The France family has led NASCAR to a position as the No. 2 sport in America, behind only the NFL. William H.G. ("Big Bill") France, William C. ("Bill") France and now Bill's son, Brian France, have transformed NASCAR from a small series of regional events into a phenomenon.
Gordon raced his way from short tracks as USAC midget and Silver Crown champion to the top of NASCAR's Cup series in the 1990s where he won four Cup titles for car owner Rick Hendrick.
Gurney is considered by many to have been America's greatest international road racer. He competed for the Formula One championship for many years and scored a satisfying victory in the 1967 Belgian Grand Prix in an All-American Racers Eagle of his own design and construction. He forever influenced Indy racing by helping to convince Lotus Formula One team owner Colin Chapman to build a lightweight, Ford-powered rear-engine car for the Indy 500 in 1963.
The Hulman-George family is responsible for making the Indianapolis 500 "The Greatest Spectacle in Racing" and the world's largest single-day sporting event. Anton ("Tony") Hulman purchased the Indianapolis Motor Speedway in 1945, and quickly began to upgrade the facility, which was in disrepair after World War II. He also was involved in the founding of the U.S. Auto Club. His daughter, Mari Hulman George, was named chairman of IMS in 1988 and his grandson, Anton ("Tony") H. George, assumed that title in 1989. George's tenure has seen the track host both NASCAR and Formula One events.
Penske is the most successful car owner in Indianapolis 500 history with 13 victories. His team also has been the most successful ever in U.S. open-wheel competition with 11 championships and more than 120 wins. Penske's team has won in every type of racing entered including NASCAR, Formula One and various sports car series and it has employed some of history's greatest drivers including Mark Donohue, Rick Mears, Mario Andretti, Bobby Unser, Al Unser, Al Unser Jr., Emerson Fittipaldi, Danny Sullivan, Bobby Allison and Rusty Wallace.
Petty set the standard for success in NASCAR with a record 200 Cup victories and seven championships before his retirement after the 1992 season. He is the only driver in a major series with more victories than Force. He also holds the record for Cup wins in a season with 27 in 1967.

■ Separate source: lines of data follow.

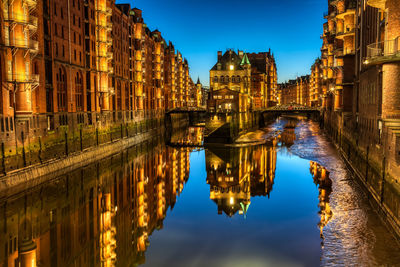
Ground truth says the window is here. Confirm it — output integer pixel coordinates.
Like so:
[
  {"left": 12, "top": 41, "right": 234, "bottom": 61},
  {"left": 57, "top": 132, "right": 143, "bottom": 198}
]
[
  {"left": 75, "top": 72, "right": 83, "bottom": 111},
  {"left": 125, "top": 84, "right": 130, "bottom": 110},
  {"left": 57, "top": 67, "right": 67, "bottom": 111}
]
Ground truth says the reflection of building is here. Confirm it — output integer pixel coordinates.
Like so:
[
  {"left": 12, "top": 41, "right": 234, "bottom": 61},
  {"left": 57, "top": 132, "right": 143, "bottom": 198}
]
[
  {"left": 168, "top": 127, "right": 204, "bottom": 147},
  {"left": 206, "top": 144, "right": 277, "bottom": 217},
  {"left": 0, "top": 142, "right": 191, "bottom": 266},
  {"left": 279, "top": 119, "right": 297, "bottom": 147},
  {"left": 310, "top": 161, "right": 333, "bottom": 238}
]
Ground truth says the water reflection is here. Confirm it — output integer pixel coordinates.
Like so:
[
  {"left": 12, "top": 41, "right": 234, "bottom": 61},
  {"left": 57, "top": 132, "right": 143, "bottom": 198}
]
[
  {"left": 310, "top": 161, "right": 333, "bottom": 239},
  {"left": 280, "top": 118, "right": 297, "bottom": 147},
  {"left": 1, "top": 122, "right": 400, "bottom": 267},
  {"left": 206, "top": 144, "right": 277, "bottom": 217},
  {"left": 168, "top": 126, "right": 204, "bottom": 147},
  {"left": 0, "top": 142, "right": 192, "bottom": 267}
]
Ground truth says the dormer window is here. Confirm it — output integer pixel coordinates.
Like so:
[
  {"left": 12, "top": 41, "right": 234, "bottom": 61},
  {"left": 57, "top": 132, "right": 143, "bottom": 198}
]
[{"left": 217, "top": 63, "right": 221, "bottom": 70}]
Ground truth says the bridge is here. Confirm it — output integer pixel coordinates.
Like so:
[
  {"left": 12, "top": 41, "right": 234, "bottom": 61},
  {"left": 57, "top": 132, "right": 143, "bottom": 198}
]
[
  {"left": 261, "top": 104, "right": 320, "bottom": 113},
  {"left": 165, "top": 107, "right": 206, "bottom": 114},
  {"left": 259, "top": 104, "right": 321, "bottom": 121}
]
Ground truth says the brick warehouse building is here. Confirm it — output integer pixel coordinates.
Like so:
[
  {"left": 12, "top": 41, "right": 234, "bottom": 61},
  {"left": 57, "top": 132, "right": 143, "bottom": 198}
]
[
  {"left": 278, "top": 75, "right": 310, "bottom": 106},
  {"left": 313, "top": 0, "right": 400, "bottom": 236},
  {"left": 0, "top": 0, "right": 198, "bottom": 173},
  {"left": 207, "top": 49, "right": 277, "bottom": 113}
]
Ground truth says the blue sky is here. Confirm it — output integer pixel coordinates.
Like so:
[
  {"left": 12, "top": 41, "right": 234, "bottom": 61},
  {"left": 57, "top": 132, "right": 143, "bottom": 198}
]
[{"left": 118, "top": 0, "right": 325, "bottom": 85}]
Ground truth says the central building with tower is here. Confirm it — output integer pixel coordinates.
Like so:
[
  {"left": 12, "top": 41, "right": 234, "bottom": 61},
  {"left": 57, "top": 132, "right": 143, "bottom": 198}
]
[{"left": 207, "top": 49, "right": 277, "bottom": 113}]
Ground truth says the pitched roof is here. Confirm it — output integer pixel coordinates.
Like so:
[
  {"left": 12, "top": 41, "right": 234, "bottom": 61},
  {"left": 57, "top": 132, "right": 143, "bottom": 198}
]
[{"left": 211, "top": 50, "right": 244, "bottom": 71}]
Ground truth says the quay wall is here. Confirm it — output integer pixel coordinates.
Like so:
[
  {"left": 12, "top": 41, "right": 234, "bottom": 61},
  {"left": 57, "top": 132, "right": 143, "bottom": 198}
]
[
  {"left": 323, "top": 111, "right": 400, "bottom": 239},
  {"left": 0, "top": 113, "right": 189, "bottom": 190}
]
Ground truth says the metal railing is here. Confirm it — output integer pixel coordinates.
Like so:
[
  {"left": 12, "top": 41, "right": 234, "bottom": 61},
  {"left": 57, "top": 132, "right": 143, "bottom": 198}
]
[
  {"left": 336, "top": 47, "right": 355, "bottom": 56},
  {"left": 6, "top": 73, "right": 39, "bottom": 83},
  {"left": 3, "top": 37, "right": 38, "bottom": 51},
  {"left": 3, "top": 13, "right": 37, "bottom": 27},
  {"left": 367, "top": 38, "right": 400, "bottom": 58}
]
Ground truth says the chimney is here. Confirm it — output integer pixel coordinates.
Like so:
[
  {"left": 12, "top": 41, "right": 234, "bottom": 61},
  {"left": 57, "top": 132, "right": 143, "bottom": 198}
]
[{"left": 217, "top": 51, "right": 222, "bottom": 61}]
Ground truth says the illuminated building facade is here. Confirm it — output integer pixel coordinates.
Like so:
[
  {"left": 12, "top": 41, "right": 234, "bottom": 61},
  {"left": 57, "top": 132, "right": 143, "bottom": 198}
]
[
  {"left": 313, "top": 0, "right": 400, "bottom": 234},
  {"left": 278, "top": 76, "right": 311, "bottom": 106},
  {"left": 310, "top": 59, "right": 323, "bottom": 107},
  {"left": 208, "top": 49, "right": 277, "bottom": 113},
  {"left": 0, "top": 1, "right": 197, "bottom": 174}
]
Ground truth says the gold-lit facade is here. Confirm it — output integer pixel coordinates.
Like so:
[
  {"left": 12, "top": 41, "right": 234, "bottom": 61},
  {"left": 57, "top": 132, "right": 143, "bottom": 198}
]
[
  {"left": 206, "top": 143, "right": 277, "bottom": 217},
  {"left": 0, "top": 142, "right": 191, "bottom": 267},
  {"left": 208, "top": 49, "right": 277, "bottom": 113},
  {"left": 0, "top": 0, "right": 199, "bottom": 175}
]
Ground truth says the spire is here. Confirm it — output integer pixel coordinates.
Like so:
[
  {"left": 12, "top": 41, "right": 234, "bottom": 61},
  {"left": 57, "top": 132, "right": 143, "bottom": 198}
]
[
  {"left": 240, "top": 53, "right": 250, "bottom": 66},
  {"left": 196, "top": 77, "right": 201, "bottom": 85}
]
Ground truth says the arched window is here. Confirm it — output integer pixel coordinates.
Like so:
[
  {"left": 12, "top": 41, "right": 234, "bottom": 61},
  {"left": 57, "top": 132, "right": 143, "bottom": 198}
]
[
  {"left": 57, "top": 67, "right": 67, "bottom": 112},
  {"left": 75, "top": 71, "right": 83, "bottom": 111},
  {"left": 237, "top": 76, "right": 241, "bottom": 83},
  {"left": 220, "top": 76, "right": 224, "bottom": 83},
  {"left": 213, "top": 76, "right": 218, "bottom": 82},
  {"left": 225, "top": 76, "right": 229, "bottom": 83}
]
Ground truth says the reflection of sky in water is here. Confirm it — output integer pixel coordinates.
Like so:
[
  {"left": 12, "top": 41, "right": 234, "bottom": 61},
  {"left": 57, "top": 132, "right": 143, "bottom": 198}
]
[{"left": 143, "top": 149, "right": 322, "bottom": 267}]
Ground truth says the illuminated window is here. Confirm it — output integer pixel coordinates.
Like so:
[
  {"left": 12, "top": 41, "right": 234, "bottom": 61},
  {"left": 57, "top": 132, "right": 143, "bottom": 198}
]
[{"left": 230, "top": 65, "right": 234, "bottom": 70}]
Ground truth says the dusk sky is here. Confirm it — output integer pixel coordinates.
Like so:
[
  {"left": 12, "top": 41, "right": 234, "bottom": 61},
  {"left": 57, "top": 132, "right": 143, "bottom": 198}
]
[{"left": 119, "top": 0, "right": 326, "bottom": 86}]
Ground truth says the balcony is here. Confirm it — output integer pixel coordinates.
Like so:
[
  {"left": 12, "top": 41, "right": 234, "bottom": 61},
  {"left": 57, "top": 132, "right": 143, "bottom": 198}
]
[
  {"left": 336, "top": 24, "right": 355, "bottom": 39},
  {"left": 24, "top": 0, "right": 37, "bottom": 8},
  {"left": 3, "top": 37, "right": 38, "bottom": 52},
  {"left": 336, "top": 8, "right": 356, "bottom": 20},
  {"left": 367, "top": 0, "right": 386, "bottom": 9},
  {"left": 336, "top": 47, "right": 355, "bottom": 57},
  {"left": 6, "top": 73, "right": 39, "bottom": 83},
  {"left": 99, "top": 86, "right": 109, "bottom": 93},
  {"left": 4, "top": 13, "right": 37, "bottom": 28},
  {"left": 365, "top": 38, "right": 400, "bottom": 65},
  {"left": 97, "top": 38, "right": 112, "bottom": 45}
]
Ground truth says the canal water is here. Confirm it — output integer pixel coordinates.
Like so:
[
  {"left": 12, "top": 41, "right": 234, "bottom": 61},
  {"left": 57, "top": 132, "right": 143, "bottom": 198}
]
[{"left": 1, "top": 117, "right": 400, "bottom": 267}]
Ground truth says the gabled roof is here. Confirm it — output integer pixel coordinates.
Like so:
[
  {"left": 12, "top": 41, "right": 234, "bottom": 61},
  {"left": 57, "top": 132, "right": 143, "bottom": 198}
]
[{"left": 211, "top": 50, "right": 245, "bottom": 71}]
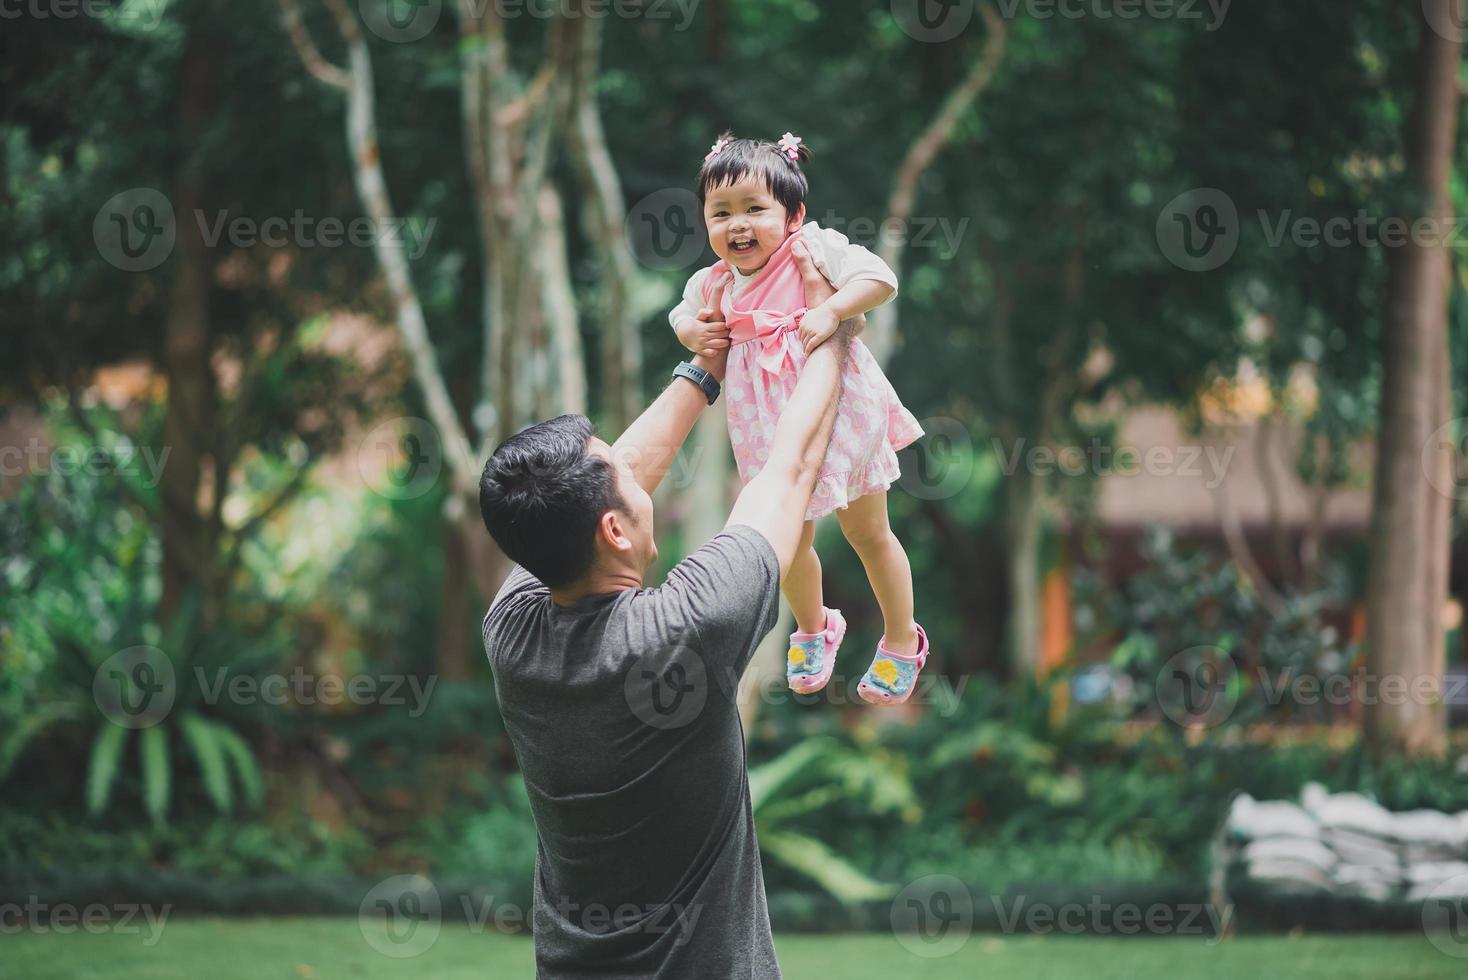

"It is difficult to imagine a more impressive and prestigious list of names," Brandel said. "It was very difficult to choose just 12 from the original roster of 50 top newsmakers and it will be even more difficult for AARWBA members to select one as THE Newsmaker. However, our members have written about, broadcast and photographed the most memorable racing people and events since 1955 and are the best qualified to make such a judgment."